Die ersten fünf Bände (die mittlerweile alle erschienen sind, allerdings leider erst die ersten drei als Softcover) widmen sich vorrangig der Beschreibung der Ausgangssituation und der unmittelbaren Auswirkungen der Katastrophe auf die verschiedenen Zivilisationen, in den weiteren Bänden sollen die Handlungsfäden dann weitergesponnen und stärker miteinander verknüpft werden.
Begonnen habe ich die Reihe jedoch mit dem Prequel "Das Geheimnis der Gezeitenwelt", das von allen vier Autoren gemeinsam geschrieben wurde und das ich in meinem letzten Beitrag bereits erwähnt hatte. Dieses Prequel spielt ca. 500 Jahre vor den Ereignissen der eigentlichen Reihe, zu einer Zeit, als die Magie und die Existenz von Fabelwesen wie Riesen oder diversen Ungeheuern noch ganz normal ist.
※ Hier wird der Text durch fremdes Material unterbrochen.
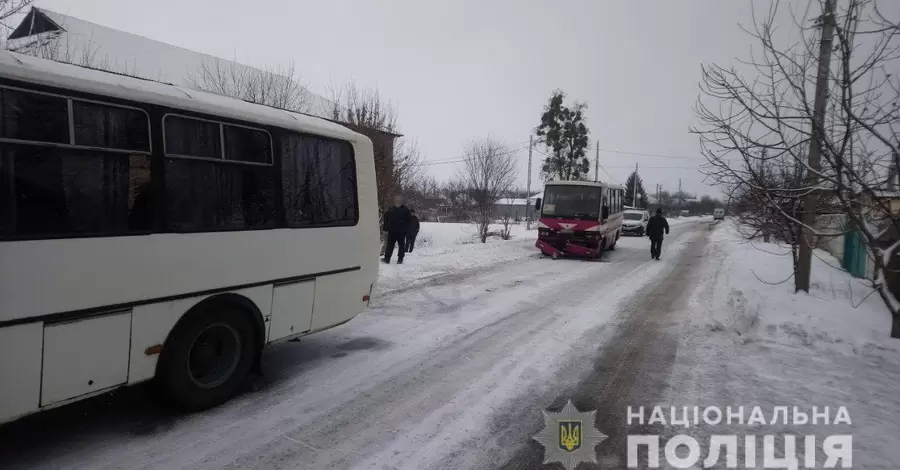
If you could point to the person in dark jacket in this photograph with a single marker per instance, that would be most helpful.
(655, 228)
(396, 223)
(413, 231)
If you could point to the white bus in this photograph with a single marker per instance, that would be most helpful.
(149, 231)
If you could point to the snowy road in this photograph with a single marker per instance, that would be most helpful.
(451, 373)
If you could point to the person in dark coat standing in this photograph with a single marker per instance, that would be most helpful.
(655, 228)
(413, 231)
(396, 223)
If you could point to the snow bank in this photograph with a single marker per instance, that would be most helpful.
(748, 291)
(442, 248)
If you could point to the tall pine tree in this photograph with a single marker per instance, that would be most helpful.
(635, 179)
(565, 134)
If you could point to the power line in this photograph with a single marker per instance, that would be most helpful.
(656, 155)
(659, 167)
(461, 158)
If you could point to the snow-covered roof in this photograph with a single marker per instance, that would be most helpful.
(584, 183)
(135, 55)
(512, 202)
(55, 74)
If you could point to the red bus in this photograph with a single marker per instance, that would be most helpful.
(579, 218)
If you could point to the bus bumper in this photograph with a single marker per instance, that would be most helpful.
(569, 248)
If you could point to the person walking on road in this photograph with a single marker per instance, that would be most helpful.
(396, 223)
(655, 228)
(413, 231)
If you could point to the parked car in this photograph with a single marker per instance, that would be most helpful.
(635, 222)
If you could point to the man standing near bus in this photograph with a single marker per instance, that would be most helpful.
(655, 228)
(413, 231)
(396, 223)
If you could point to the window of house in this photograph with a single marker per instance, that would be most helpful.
(319, 181)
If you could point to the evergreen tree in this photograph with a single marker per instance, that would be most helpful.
(635, 179)
(565, 134)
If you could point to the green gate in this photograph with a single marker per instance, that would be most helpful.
(855, 256)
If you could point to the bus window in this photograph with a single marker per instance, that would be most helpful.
(319, 181)
(112, 127)
(77, 190)
(34, 117)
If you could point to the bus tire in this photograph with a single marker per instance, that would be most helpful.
(207, 357)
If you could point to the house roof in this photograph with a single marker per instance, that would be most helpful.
(31, 69)
(128, 53)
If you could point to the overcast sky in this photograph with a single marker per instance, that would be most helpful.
(464, 69)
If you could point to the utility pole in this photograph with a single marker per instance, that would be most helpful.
(528, 185)
(680, 197)
(811, 199)
(634, 189)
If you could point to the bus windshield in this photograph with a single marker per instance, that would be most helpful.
(572, 202)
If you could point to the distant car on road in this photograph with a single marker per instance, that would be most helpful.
(635, 222)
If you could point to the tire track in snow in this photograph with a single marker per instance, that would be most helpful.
(631, 369)
(314, 417)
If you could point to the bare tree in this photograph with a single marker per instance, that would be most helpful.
(275, 86)
(9, 11)
(754, 128)
(506, 216)
(459, 200)
(397, 160)
(489, 172)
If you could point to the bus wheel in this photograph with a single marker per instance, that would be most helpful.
(207, 357)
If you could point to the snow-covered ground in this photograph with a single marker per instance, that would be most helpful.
(749, 293)
(467, 342)
(750, 341)
(428, 377)
(442, 248)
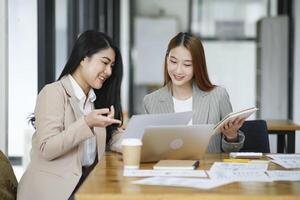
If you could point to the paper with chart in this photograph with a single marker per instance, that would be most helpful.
(138, 123)
(284, 175)
(239, 172)
(288, 161)
(183, 182)
(164, 173)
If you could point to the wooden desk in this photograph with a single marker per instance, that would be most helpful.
(106, 182)
(285, 131)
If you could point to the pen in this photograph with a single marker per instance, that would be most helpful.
(237, 160)
(196, 165)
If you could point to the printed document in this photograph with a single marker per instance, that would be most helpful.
(288, 161)
(239, 171)
(283, 175)
(164, 173)
(198, 183)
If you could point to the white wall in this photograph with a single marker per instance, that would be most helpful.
(296, 115)
(175, 8)
(3, 75)
(124, 35)
(229, 63)
(22, 70)
(61, 40)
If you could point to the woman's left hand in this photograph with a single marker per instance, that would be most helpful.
(230, 129)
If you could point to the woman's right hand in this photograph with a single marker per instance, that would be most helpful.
(98, 118)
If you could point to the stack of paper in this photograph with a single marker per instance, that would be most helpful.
(176, 165)
(164, 173)
(283, 175)
(183, 182)
(239, 172)
(288, 161)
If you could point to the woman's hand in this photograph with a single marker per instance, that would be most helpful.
(101, 117)
(230, 129)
Aber zur "Gezeitenwelt"-Reihe an sich:
DER WAHRTRÄUMER von Bernhard Hennen:
Bernhard Hennen erzählt in seinem 600-Seiten-Werk vier unterschiedliche Erzählstränge, die sich teilweise kreuzen.
Einmal geht es um die junge Walfängerin Alessandra, die von der Kirche als Märtyrerin auserwählt wird, sich ihrem Schicksal jedoch entzieht und deshalb von der Kirche gejagt wird.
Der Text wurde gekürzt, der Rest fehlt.